Chronique

Michel Arcens

Instants de jazz

Michel Arcens connaît la musique. Depuis longtemps. Et le jazz, qu’il aime vraiment. Il connaît aussi ses auteurs, dont l’incontournable (en la matière) Alain Gerber, qui lui a offert de bien belles pages sous forme de prologue poétique inédit, intitulé « Jazz silhouettes ».

Quelques fulgurances, des phrases justes sur l’amour que lui inspire le jazz - il s’en excuse presque dans son avant-propos. « Puisqu’il ne s’agit que de cela », de faire partager sa vision, qui n’est pas celle d’un musicologue, car ce livre n’est pas « l’affaire de spécialistes », même s’il faut avoir écouté beaucoup de disques, et depuis très longtemps, pour se forger une opinion, sculpter sa mémoire avec le temps.

Il est légitime, Michel Arcens, quand il s’en tient aux faits, aux dates qu’il donne avec la précision obsessionnelle des amateurs de jazz et des musiciens, « chevaliers de l’éphémère » comme disait Pascal Quignard. Quand il fait entendre la musique dans tous ses éclats, dans ses « instants de jazz » dédiés à Bix [1], Monk, Rollins, Clifford Brown… et aussi (sujet toujours aussi brûlant) ces « femmes du jazz » qui auraient pu être son avenir.
On comprend que Philippe Carles - dont on connaît la passion pour le « contrapuntiste » - ait retenu la « Lettre à Jimmy Giuffre », témoignage sincère d’admiration pour ce délicat musicien.

Et comme lui, chaque lecteur devrait être sensible à des évocations, des enregistrements ou des concerts qui nous renvoient à nos émotions d’antan ; citons par exemple ce « Good Morning Heartache » du trio Paul Motian/Bill Frisell/Joe Lovano sur Sound of Love, enregistré du 7 au 10 juin 1995 au Village Vanguard pour la belle collection Winter&Winter qui n’est plus distribuée, hélas ! par Harmonia Mundi [2].

Car la grande force de ce recueil et de ces Portraits in jazz jamais cités à l’improviste, est de nous promener au fil les tours et détours de cette musique, dans ce « jardin aux sentiers qui bifurquent », ces lieux de passage, d’euphories et d’admirations.
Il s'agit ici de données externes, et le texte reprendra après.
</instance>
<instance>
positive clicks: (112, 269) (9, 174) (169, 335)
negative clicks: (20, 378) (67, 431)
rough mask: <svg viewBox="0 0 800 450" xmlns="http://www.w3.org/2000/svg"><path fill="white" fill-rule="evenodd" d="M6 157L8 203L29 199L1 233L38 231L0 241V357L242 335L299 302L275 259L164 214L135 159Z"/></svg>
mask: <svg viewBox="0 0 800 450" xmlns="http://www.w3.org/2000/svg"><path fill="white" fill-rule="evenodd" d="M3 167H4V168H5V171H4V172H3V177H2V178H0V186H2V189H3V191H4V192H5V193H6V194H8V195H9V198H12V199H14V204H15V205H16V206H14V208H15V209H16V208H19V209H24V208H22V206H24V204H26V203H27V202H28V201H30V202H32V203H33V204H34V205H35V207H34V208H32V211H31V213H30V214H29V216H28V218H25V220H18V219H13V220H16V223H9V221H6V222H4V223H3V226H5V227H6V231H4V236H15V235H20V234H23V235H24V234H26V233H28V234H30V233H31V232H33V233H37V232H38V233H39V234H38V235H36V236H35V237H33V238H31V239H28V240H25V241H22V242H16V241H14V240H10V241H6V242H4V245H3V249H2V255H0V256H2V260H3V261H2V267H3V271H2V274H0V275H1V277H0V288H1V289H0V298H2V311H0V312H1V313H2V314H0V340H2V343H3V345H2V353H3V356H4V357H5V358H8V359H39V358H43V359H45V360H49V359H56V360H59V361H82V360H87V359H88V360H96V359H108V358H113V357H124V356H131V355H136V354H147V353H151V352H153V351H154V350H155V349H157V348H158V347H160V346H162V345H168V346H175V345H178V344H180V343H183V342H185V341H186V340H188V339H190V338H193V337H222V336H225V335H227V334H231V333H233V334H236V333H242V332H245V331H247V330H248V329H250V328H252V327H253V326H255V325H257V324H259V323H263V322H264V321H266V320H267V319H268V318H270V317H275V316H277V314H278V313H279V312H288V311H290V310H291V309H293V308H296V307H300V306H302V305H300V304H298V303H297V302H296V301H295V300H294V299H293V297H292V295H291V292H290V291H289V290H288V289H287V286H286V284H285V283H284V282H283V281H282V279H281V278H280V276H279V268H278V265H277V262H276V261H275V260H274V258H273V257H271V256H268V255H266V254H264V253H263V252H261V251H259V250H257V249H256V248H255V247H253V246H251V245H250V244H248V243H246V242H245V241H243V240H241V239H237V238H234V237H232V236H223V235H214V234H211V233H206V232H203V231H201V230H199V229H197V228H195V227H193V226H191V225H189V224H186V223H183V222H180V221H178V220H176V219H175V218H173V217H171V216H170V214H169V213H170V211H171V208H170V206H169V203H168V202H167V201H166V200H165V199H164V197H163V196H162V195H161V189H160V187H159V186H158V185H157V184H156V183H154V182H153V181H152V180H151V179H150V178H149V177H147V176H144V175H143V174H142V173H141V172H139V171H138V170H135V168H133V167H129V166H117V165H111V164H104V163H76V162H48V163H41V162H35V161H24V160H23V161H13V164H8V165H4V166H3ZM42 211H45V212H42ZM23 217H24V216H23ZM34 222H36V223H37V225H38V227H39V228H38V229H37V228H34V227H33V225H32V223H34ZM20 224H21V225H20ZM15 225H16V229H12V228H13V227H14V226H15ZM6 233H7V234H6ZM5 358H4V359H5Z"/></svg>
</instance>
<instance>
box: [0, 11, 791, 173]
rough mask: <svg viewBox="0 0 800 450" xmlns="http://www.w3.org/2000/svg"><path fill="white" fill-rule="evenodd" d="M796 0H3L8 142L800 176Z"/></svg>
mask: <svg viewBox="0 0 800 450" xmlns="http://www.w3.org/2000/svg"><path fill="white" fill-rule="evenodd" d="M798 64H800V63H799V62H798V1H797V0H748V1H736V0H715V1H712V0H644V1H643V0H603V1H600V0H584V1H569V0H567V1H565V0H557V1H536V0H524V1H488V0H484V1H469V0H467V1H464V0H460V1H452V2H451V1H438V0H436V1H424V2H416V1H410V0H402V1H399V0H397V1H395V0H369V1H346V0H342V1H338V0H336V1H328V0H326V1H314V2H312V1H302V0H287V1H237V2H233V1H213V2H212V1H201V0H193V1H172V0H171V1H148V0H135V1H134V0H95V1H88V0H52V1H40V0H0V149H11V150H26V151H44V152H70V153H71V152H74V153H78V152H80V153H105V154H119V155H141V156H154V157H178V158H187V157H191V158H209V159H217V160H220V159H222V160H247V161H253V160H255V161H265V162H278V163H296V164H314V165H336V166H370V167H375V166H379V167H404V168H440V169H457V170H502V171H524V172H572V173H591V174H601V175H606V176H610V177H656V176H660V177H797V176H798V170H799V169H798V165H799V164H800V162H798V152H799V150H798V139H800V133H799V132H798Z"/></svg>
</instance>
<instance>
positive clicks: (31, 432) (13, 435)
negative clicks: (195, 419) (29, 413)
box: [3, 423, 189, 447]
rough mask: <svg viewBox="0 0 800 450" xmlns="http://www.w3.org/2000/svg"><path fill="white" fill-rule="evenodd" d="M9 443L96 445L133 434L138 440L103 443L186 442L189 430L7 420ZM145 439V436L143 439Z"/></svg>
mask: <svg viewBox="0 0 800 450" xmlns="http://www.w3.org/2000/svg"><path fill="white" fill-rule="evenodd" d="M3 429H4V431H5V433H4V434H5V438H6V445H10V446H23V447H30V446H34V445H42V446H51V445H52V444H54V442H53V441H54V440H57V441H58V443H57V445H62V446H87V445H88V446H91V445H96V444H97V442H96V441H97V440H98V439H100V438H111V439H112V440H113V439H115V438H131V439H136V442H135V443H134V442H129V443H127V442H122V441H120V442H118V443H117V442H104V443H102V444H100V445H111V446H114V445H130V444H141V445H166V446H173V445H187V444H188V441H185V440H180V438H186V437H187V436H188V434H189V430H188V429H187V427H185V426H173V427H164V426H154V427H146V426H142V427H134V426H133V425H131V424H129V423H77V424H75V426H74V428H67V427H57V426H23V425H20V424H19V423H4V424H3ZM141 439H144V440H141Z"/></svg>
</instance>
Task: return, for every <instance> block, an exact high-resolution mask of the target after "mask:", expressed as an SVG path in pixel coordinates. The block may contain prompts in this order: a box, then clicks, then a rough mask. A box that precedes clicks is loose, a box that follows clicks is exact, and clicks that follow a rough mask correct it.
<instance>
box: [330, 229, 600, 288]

Michel Arcens ose déclarer son inclination par envie de faire partager - un mal chronique ? - ce qui a traversé son horizon musical. Arrêt un instant sur ce qui passe. Il écrit ce que tout amoureux éclairé pourrait déclarer du fond du cœur. Avec parfois de l’emphase et des longueurs qu’on lui pardonne, car le lecteur reconnaît en lui un frère de son.

Alter Ego éditions
255 pages, 17€

par Sophie Chambon // Publié le 23 août 2010
P.-S. :


« Instants de jazz » recevra le prix Vendémiaire décerné par le jury des « Vendanges littéraires de Rivesaltes » les 2 et 3 octobre 2010. Les autres lauréats sont Christian Oster pour « Dans la cathédrale » (éditions de Minuit) et Charles Juliet pour son « Journal » (éditions POL).

Le site

[1Michel Arcens aurait pu citer l’excellente biographie, la plus complète à ce jour, sur ce météore, celle de Jean-Pierre Lion que même les Américains ont couronnée (éditions Outre mesure).